In 2019, the initial version of the company ran out of money and shut down. The founders relaunched the company in April 2020.

In November 2021, the company earned B Corp certification.

In April 2022, the company released the digital SoLo Wallet, allowing customers to add or access funds to their bank accounts and debit cards.

In 2023, the company announced an investment from investors, including tennis player Serena Williams's Serena Ventures. Also in 2023, the firm made CNBC's Disruptor 50 list.

In February 2023, the company reported over 1.3 million downloads of its app. The company also reported it had processed over 600,000 loans, accounting for $300 million in transaction volume.

In February 2024, the company reported almost 2 million users of its app. In July 2024, CNN Underscored editors rated SoLo Funds as the best peer-to-peer lending app.

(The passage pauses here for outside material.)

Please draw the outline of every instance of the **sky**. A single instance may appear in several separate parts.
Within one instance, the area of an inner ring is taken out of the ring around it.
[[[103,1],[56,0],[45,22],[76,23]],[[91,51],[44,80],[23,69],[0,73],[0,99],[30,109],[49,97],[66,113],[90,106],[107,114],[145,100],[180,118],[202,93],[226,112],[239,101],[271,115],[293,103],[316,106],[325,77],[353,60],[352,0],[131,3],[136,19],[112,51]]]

In January 2025, Solo released its 2025 Cash Poor report, based on a survey of 2,000 American adults, conducted by SoLo analysts in partnership with Opinium Research, Pace University, the Global Black Economic Forum, Aspen Institute, Financial Security Program, and the Independent Women’s Forum. The report concluded that cash poor Americans paid $39 billion on top of the advertised Annual Percentage Rate (APR) rates for short-term loans.

In September 2025, the company launched SoLo IQ, an AI tool offering personalized budgeting, wealth-building, and spending guidance. During the 2025 United States federal government shutdown, the company reported a surge in loan activity.

==Services==
SoLo Funds is a community based banking platform where members provide peer-to-peer loans to other members. Members can access a loan marketplace, and also get a checking account and a debit card. The company's Solo Wallet is designed to simplify the lending and borrowing process. Members make loan requests, and other members scroll through the marketplace to look for loans to fund. Loans come with a flat fee, and members can also leave tips for lenders. The company also provides financial counseling, including budgeting and risk management assistance, through its Solo IQ AI platform.

==Operations==
As of November 2025, the company reported it had provided loans worth $700 million to more than 2 million active users. The company is headquartered in Los Angeles. Travis Holoway is the company's CEO, and Rodney Williams is the company's president.

==Legal issues==
The company functions via a peer-to-peer lending platform, claiming that its loans are interest free. However, SoLo Funds has been involved in several legal cases over alleged misleading marketing about its business model.

In May 2023, the company settled regulatory cases in California, Connecticut and Washington DC, over allegedly misleading consumers about interest rates and fees as tips and donations. The company defended its tipping and donation model, but paid some penalties and agreed to make disclosures about tips and donations being voluntary.

In December 2023, Maryland regulators raised similar allegations. In May 2024, the Consumer Financial Protection Bureau (CFPB) sued the company over its lending model.

In July 2024, Pennsylvania Attorney General Michelle Henry announced a settlement with SoLo Funds for a regulatory case similar to those brought earlier by other states. The settlement, in the form of an assurance of voluntary compliance, required SoLo to pay a penalty and modify its business practices to comply with Pennsylvania law.

In October 2024, a federal judge denied SoLo Funds’ motion to dismiss the CFPB ruling.

In February 2025, the CFPB dropped its lawsuit against Solo Funds, reportedly the first case withdrawn by the CFPB after the Trump administration took over the agency.